Speaker
Description
Increased development and utilization of multimodal scanning probe microscopy (SPM) and spectroscopy techniques have led to an orders-of-magnitude increase in the volume, velocity, and variety of collected data. While larger datasets have certain advantages, practical challenges arise from their increased complexity including the extraction and analysis of actionable scientific information. In recent years, there has been an increase in the application of machine and deep learning techniques that use batching and stochastic methods to regularize statistical models to execute functions or aid in scientific discovery and interpretation. While this powerful method has been applied in a variety of imaging systems (e.g., SPM, electron microscopy, etc.), analysis alone takes on the order of weeks to months due to scheduling and IO overhead imposed by GPU and CPU based systems which limits streaming inference rates to speeds above 50ms. This latency precludes the possibility of real-time analysis in SPM techniques such as band-excitation piezoresponse force spectroscopy (BE PFM), where typical measurements of cantilever resonance occur at 64Hz.
One method to accelerate machine learning inference is to bring computational resources as close to the data acquisition source as possible to minimize latencies associated with I/O and scheduling. Therefore, we leverage the National Instruments PXI platform to establish a direct, peer-to-peer channel over PCIe between an analog-to-digital converter and a Xilinx field programmable gate array (FPGA).

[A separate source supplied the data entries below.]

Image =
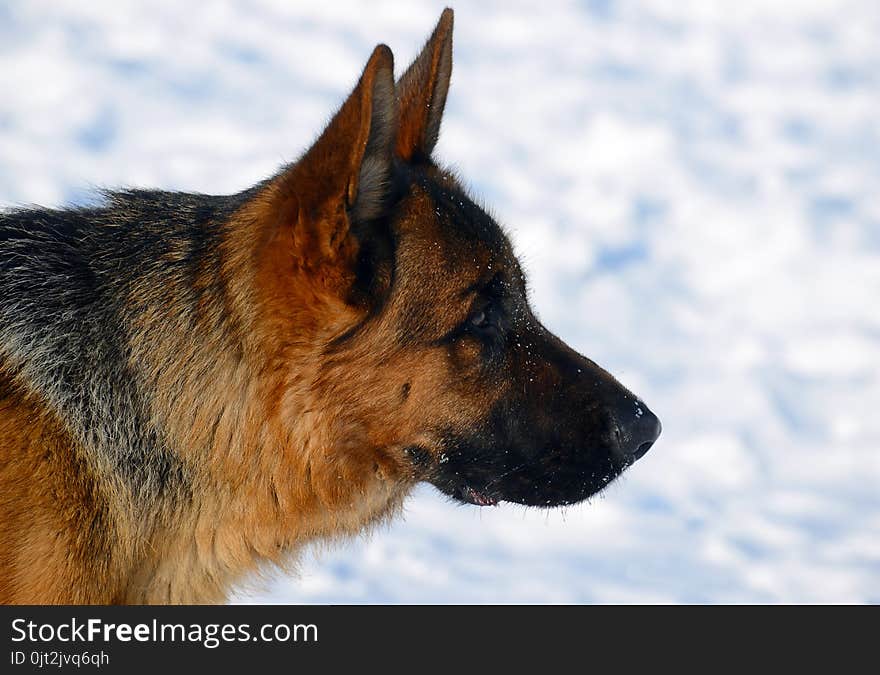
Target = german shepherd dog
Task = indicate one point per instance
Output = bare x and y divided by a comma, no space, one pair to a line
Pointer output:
194,386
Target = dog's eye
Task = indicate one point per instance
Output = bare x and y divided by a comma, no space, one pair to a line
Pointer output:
480,319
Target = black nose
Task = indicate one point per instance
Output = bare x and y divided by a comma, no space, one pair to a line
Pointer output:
636,430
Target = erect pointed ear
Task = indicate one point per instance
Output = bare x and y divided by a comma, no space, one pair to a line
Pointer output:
350,163
421,93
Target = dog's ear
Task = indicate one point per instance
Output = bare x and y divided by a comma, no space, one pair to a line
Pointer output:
323,212
350,163
421,94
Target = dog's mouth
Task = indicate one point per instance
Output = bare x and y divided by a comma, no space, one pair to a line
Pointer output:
469,495
481,477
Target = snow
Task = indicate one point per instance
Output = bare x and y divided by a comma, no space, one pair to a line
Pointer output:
692,186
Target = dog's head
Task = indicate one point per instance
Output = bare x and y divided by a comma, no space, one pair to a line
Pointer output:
405,311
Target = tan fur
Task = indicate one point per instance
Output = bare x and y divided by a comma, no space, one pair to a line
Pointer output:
283,439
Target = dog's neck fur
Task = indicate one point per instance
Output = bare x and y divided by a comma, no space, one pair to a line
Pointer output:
244,502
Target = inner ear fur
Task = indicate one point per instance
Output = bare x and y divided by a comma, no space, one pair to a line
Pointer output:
421,94
345,175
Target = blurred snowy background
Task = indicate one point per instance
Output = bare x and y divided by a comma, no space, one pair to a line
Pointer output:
694,187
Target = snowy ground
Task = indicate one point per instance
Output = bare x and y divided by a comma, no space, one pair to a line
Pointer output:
695,189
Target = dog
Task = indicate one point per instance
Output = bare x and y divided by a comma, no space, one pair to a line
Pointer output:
193,387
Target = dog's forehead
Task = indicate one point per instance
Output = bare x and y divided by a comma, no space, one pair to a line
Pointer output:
448,231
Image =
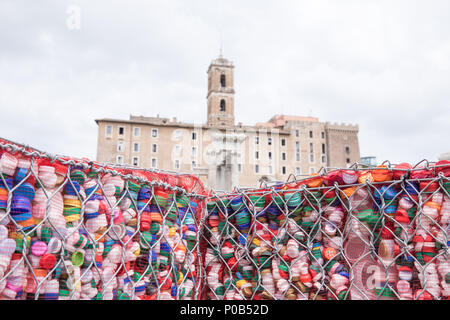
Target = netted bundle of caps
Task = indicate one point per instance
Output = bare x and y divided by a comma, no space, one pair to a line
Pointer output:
76,232
348,234
277,251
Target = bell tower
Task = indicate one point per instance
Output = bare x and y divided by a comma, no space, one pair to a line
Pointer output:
220,93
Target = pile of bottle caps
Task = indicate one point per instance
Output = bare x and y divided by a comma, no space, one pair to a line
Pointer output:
74,230
377,233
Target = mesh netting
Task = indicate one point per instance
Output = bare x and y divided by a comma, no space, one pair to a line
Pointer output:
346,234
76,229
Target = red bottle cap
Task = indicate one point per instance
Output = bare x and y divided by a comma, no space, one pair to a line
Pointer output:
47,261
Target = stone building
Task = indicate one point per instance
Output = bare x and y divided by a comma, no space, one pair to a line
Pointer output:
224,154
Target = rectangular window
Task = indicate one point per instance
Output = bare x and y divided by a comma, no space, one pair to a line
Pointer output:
177,150
120,146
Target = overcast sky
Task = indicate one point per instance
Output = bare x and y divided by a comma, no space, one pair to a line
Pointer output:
384,65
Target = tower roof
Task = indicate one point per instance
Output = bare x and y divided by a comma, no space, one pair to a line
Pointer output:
221,62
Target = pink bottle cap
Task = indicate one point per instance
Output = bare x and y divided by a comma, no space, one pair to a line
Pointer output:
39,248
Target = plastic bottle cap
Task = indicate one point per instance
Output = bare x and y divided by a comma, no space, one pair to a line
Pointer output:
77,258
39,248
47,261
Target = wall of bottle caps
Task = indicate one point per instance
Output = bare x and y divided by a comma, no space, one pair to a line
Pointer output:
346,234
76,229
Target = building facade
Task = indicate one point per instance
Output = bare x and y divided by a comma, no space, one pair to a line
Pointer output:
224,154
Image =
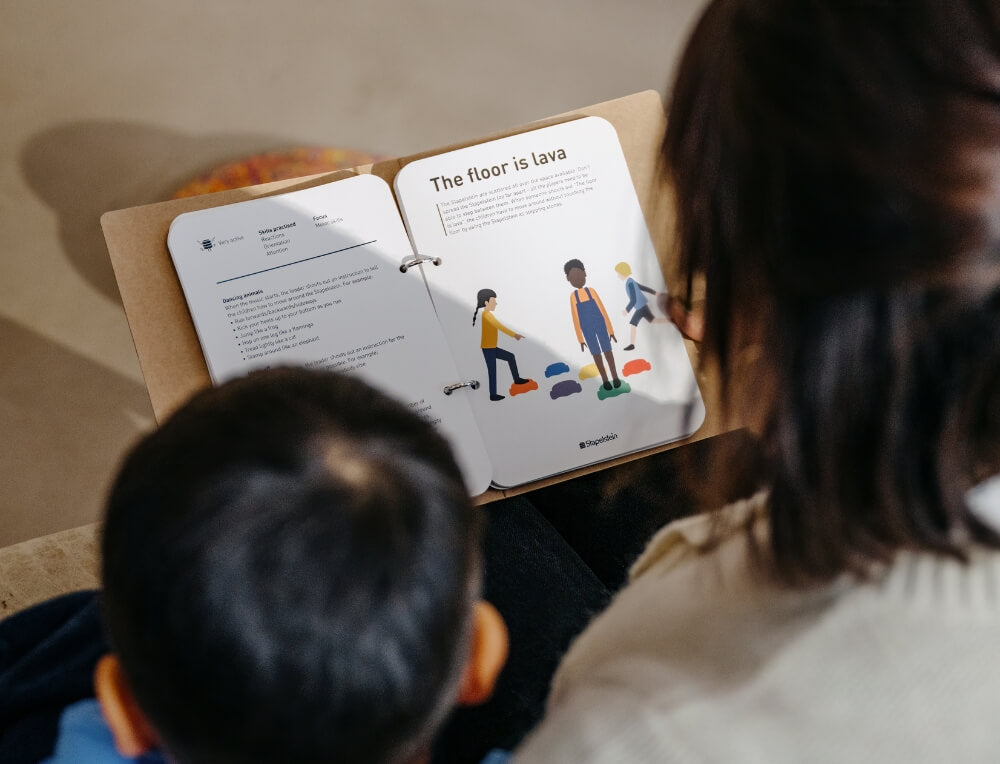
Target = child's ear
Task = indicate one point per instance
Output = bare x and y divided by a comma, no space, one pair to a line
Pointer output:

Through the LabVIEW FPGA design suite, we develop this FPGA-based pipeline using cantilever resonances acquired in BE PFM to conduct real-time prediction of the simple harmonic oscillator (SHO) fit. To accomplish this, we use hls4ml to compile a high-level synthesis (HLS) representation of the neural network. Once this HLS model is synthesized to a register transfer level description (RTL), we implement the design on the FPGAs programmable logic. The parallelizable nature of FPGAs allows for heavily pipelined neural network implementations to achieve latencies on the order of microseconds. We currently benchmark our implementation at 36 us per inference with a fourier transformation accounting for an additional 330 us. At the expense of FPGA resources, we overlap data acquisition with computation to enable continuous acquisition and processing of response data. This work provides a foundation for deploying on-sensor neural networks using specialty hardware for real- time analysis and control of materials imaging systems. To further enhance the performance and capabilities we discuss our progress implementing this system on an RFSoC 4x2 (Radio Frequency System-on-Chip) which integrates both the FPGA and RF data converters on a single chip, effectively combining analog and digital processing capabilities and reducing latencies associated with I/O and scheduling.